Kara Young, Joshua Boone Photo by Daniel J. Vasquez
I was late to the table in seeing All the Natalie Portmans, at MCC Theater. C.A. Johnson’s play, takes on loss, poverty and alcoholism and shines a 100 watt electric light on the African American family in crises. Here Samuel (Joshua Boone), has been forced to give up his dreams and his childhood to support his 16-year old sister Keyonna (Kara Young) and their alcoholic mother Ovetta (Montego Glover). Thier father’s has died leaving Samuel to become the man and the mother of the house. Though Ovetta works, she has a drinking problem and has gambled away the hard eared rent money. Often staying away for days at a time Keyonna has only Samuel to guide and watch over her. She escapes into her dreams of becoming a screenwriter. Her enjoyment is watching movies over and over again. She has created a vision board with mostly white actresses, which drives her mother insane.When life gets too tough Natalie Portman (Elise Kibler), appears as various Portman movie characters. They act out scenes from these movies in order to escape reality. Keyonna is smart, sassy and gay. She just needs to live through today.

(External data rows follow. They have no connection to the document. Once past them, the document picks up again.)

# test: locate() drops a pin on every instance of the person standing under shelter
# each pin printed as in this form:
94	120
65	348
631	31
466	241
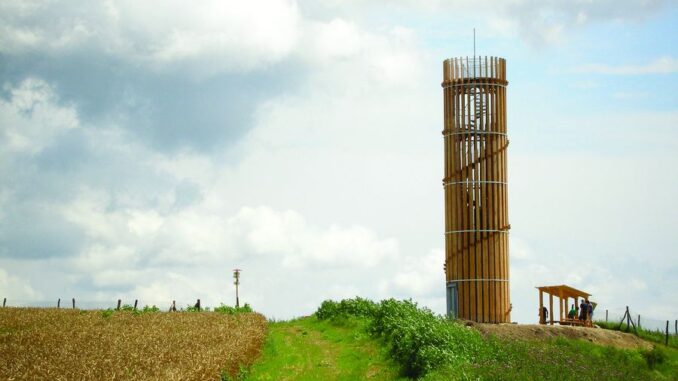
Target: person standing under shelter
590	311
573	313
583	309
543	314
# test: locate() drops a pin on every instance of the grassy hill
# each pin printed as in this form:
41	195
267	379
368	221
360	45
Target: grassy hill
360	340
354	339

When Ovetta who works as a housekeeper at a hotel, goes off on a binge and spends the rent money, Samuel and Keyonna’s lives are turned upside down. It doesn’t help that Ovetta also shares a drink or more with their landlord Epps (Raphael Peacock).
Add into this mix Chantel (Renika Williams) the girl both Samuel and Keyona love, who loves them back and you have fireworks that just keep exploding.
Mark the name Kara Young. This girl is incredible. She will win you over with her vulnerable fierce performance that embeds itself into your heart. You will not be able to take your eyes off her. You believe her relationship with Boone that seems real and touching. Montego Glover performance will tear your heart out as she brings this mother to life who is trapped by poverty, loss and addiction. You won’t even recognize her, this performance is so layered. Ms. Williams and Ms. Kibler make the most out of their roles, making the acting in this show superb.
Kate Whoriskey direction infuses this show with life, that despite its struggles just keeps on moving forward.
As for Ms. Johnson’s script, it is painfully real and will touch your heart. There are many Natalie Portman appearances and I have to admit I am not a big movie buff, so I missed a lot of those references, but the writing is so impactful that they almost became an after thought.
I recommend this show highly for the acting, the writing and a fleshed out script that will make you think. This is on my best play list.
All the Natalie Portmans: The Robert W. Wilson MCC Theater Space, 511 W 52nd St. until March 29th.